Taking into consideration these realities and the fact that my own political heroes are all people associated with the Left, why should I concern myself with right-wing worries and potentially help ease the expression of views that might make me and others like me, feel uncomfortable or worse? I did not find this an easy question to answer. I would worry if I had.
But as someone who has called Britain home for five and a half years now, I feel it ultimately boils down to whether we allow fear to perpetuate itself as the dominant factor in our stance on major public issues. Whether we strive towards a society that operates on the good-faith assumption of positive intentions in others or one where we assume malignant intentions in those who differ from us ideologically, racially, or otherwise.
Is Britain to be a place where individuals are presumed well-meaning until they prove otherwise, or the contrary? It is difficult to imagine building any meaningful societal cohesion if the latter becomes our default position. Trust is the glue of any community large or small, and trust cannot be built on suspicion, whatever historical reasons there might be for it. This is a practical issue that affects our everyday lives. I simply cannot imagine enjoying life in an atmosphere under which I am supposed to assume that if my neighbours are white and conservative, I should be wary of them for they likely wish me ill.
Plus there is the bigger picture. In July this year, more than 150 intellectuals, including prominent liberals such as J.K. Rowling and hardcore leftists like Noam Chomsky, signed a letter in Harper’s Magazine warning that “the free exchange of information and ideas, the lifeblood of a liberal society, is daily becoming more constricted”. The current narrowing of boundaries “of what can be said without threat of reprisal . . . makes everyone less capable of democratic participation,” the letter argued.

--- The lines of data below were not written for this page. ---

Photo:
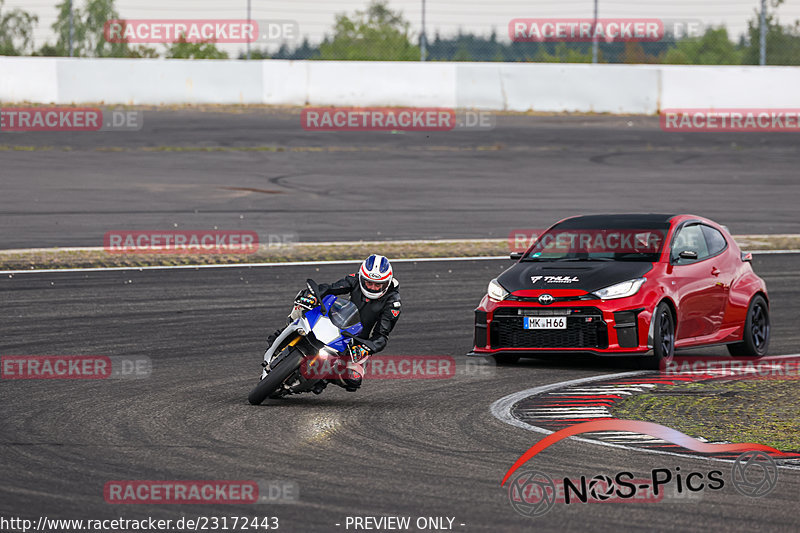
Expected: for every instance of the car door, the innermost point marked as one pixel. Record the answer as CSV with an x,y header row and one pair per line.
x,y
701,298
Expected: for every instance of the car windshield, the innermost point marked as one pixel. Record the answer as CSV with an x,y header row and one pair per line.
x,y
598,244
344,314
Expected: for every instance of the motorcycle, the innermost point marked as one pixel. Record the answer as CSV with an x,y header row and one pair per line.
x,y
319,337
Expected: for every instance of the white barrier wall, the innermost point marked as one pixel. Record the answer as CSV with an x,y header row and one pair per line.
x,y
635,89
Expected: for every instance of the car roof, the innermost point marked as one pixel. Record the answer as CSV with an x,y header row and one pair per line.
x,y
622,220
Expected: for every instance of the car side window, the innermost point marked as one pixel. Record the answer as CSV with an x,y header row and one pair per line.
x,y
689,239
715,241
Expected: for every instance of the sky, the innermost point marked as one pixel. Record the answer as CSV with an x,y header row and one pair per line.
x,y
316,17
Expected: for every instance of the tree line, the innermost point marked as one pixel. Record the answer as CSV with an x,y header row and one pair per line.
x,y
378,33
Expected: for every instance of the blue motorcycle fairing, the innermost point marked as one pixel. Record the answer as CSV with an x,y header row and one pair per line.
x,y
313,315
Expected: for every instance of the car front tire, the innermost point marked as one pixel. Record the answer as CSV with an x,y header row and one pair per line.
x,y
663,338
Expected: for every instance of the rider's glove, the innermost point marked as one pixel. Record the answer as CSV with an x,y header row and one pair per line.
x,y
307,301
358,353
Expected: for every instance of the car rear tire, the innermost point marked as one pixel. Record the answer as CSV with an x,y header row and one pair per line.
x,y
755,337
506,359
663,338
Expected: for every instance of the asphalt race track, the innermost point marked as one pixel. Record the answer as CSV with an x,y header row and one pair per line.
x,y
396,447
263,172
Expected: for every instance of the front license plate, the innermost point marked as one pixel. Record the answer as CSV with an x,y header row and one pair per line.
x,y
545,322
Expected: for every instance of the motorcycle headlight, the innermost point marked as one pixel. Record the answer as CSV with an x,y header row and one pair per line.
x,y
496,291
620,290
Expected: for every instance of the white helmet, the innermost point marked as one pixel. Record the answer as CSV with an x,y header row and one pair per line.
x,y
377,271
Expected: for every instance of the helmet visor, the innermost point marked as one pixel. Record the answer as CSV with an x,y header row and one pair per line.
x,y
373,286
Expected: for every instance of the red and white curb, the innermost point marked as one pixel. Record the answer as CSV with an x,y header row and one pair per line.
x,y
548,408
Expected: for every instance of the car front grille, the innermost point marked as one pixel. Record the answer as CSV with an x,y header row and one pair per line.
x,y
585,329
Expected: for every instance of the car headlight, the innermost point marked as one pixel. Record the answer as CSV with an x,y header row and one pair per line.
x,y
496,291
620,290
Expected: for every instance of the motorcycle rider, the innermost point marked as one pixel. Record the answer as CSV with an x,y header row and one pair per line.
x,y
374,290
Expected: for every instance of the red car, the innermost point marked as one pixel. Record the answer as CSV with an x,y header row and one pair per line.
x,y
626,285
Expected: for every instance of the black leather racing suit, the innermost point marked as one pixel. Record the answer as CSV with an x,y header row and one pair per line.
x,y
377,316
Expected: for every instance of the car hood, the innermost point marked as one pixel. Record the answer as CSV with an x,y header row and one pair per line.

There is no doubt ideas can be dangerous, as can words. History is littered with examples of bloodthirsty dictators who rode to power on the back of words and ideas that shockingly failed to alarm majorities at the time. Millions of people perished in 20th-century Europe as a consequence of the intoxicating power of fascist and communist ideas. More recently, the 1994 Rwandan genocide which saw some 800,000 people slaughtered in the space of 100 days, started with words on a radio station urging the majority Hutus to “weed out the [minority Tutsi] cockroaches”. So I think we should avoid playing to the gallery with crowd-ingratiating arguments about people always being wise enough to distinguish between good and bad ideas.
There are words and ideas that can trigger the best of what humanity has to offer, and also the worst. It is unwise to pretend otherwise, or always to view vigilance as paranoia, especially vigilance manifested by objectively more vulnerable groups in society, such as Britain’s minorities. Vigilance, however, can graduate into paranoia if not tempered with the baseline assumption of good intent in those around us. That is when fear can start to dominate our perspective on any public issue. And when we can start to believe that a racial or ideological other is less trustworthy than a snake. Surely, that is going one step too far.